Experience from power systems across the world has shown that the impact of uncertainty can be reduced by improving market design with gate-closures closer to real-time and requiring the use of improved forecasting techniques. For example, Ontario’s IESO is currently implementing a market reform to improve system operations in the face of high VRE penetration. This includes the introduction of a day-ahead market to complement its existing real-time market. 

Technical challenges at high shares of non-synchronous generation

High shares of VRE can create operational challenges, particularly short-term flexibility related to power system stability on the sub-second timescale. System inertia, a property derived from synchronous generators, acts to mitigate the rate of change of frequency following a contingency event in the power system.

VRE do not directly contribute to providing inertia to the power system since they are connected to the grid via power electronic converter devices, hence the term “non-synchronous”. VRE generators do not have a direct, electro-mechanical coupling to the grid, which makes them different to traditional, synchronous generators.
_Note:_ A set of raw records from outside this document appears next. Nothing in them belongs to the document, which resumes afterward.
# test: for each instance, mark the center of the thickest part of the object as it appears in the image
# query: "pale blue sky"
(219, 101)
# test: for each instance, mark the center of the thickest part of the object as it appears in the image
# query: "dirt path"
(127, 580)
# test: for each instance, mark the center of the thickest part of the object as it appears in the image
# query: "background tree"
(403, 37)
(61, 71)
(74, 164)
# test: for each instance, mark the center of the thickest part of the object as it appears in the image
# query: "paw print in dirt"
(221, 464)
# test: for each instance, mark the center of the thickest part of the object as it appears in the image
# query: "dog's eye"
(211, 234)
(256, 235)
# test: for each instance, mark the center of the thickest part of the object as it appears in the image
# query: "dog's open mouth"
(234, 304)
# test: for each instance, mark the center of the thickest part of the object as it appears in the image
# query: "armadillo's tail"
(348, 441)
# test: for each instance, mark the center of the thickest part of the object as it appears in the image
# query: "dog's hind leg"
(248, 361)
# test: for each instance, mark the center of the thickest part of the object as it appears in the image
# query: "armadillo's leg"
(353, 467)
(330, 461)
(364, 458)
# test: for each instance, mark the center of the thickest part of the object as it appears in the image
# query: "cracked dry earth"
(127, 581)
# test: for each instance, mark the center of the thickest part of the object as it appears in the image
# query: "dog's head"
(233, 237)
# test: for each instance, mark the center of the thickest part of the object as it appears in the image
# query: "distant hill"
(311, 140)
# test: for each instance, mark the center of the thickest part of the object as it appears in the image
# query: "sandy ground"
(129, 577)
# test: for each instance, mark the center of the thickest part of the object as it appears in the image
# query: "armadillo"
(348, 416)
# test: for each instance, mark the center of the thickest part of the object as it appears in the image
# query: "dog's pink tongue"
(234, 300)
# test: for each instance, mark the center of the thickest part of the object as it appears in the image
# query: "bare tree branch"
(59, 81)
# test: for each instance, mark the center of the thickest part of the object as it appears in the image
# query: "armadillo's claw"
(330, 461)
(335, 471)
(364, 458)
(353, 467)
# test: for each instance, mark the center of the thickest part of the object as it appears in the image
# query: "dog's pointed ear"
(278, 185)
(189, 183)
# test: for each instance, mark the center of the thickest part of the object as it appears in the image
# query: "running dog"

As VRE displaces thermal generation, system inertia will be reduced, causing the system to be less stable. Currently, a few countries/regions with relatively small power system, such as Ireland and South Australia, are in the phase where the inertia is becoming a key issue.
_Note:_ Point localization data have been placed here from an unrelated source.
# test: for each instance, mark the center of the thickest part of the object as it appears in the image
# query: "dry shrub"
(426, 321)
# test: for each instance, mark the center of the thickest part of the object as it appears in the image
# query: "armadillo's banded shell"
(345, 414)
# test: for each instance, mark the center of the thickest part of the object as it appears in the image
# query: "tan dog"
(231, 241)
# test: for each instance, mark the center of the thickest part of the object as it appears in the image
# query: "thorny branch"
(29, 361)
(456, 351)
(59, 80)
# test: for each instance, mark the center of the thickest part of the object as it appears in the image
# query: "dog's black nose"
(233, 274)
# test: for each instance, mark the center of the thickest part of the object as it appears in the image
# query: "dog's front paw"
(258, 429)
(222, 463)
One of the reliability measures used to maintain sufficient synchronous inertia is the establishment of a maximum limit of system non-synchronous system penetration (SNSP), which indicates the maximum share of non-synchronous generation (i.e. VRE), at any instance, that does not pose a security risk to the power system.

A SNSP limit is system specific and has to be established based on thorough analysis and testing. Ireland and Northern Ireland managed to raise the SNSP limit from 50% in 2015 to 65% with a target of 75% by 2020.

An option to overcome this issue is the delivery of synthetic inertia (or referred to as inertia-based fast frequency response) by VRE sources. First experiences are covered in pilot trials, and clear technical requirements and compliance procedures are needed to take these up in grid codes.

An alternative option is to provide additional inertia by means of other assets such as synchronous condensers installed by the transmission operator. These can also help to mitigate other technical issues related to higher shares of VRE such as loss of system strength. The case of South Australia is a good example of this.

A complementary option is one based on smarter measurement of inertia to allow system operators to recognise the real-time capability of the system in dealing with possible contingency. Japan and Great Britain are front-runners in the introduction of real-time inertia monitoring systems to overcome challenges associated with high VRE penetration.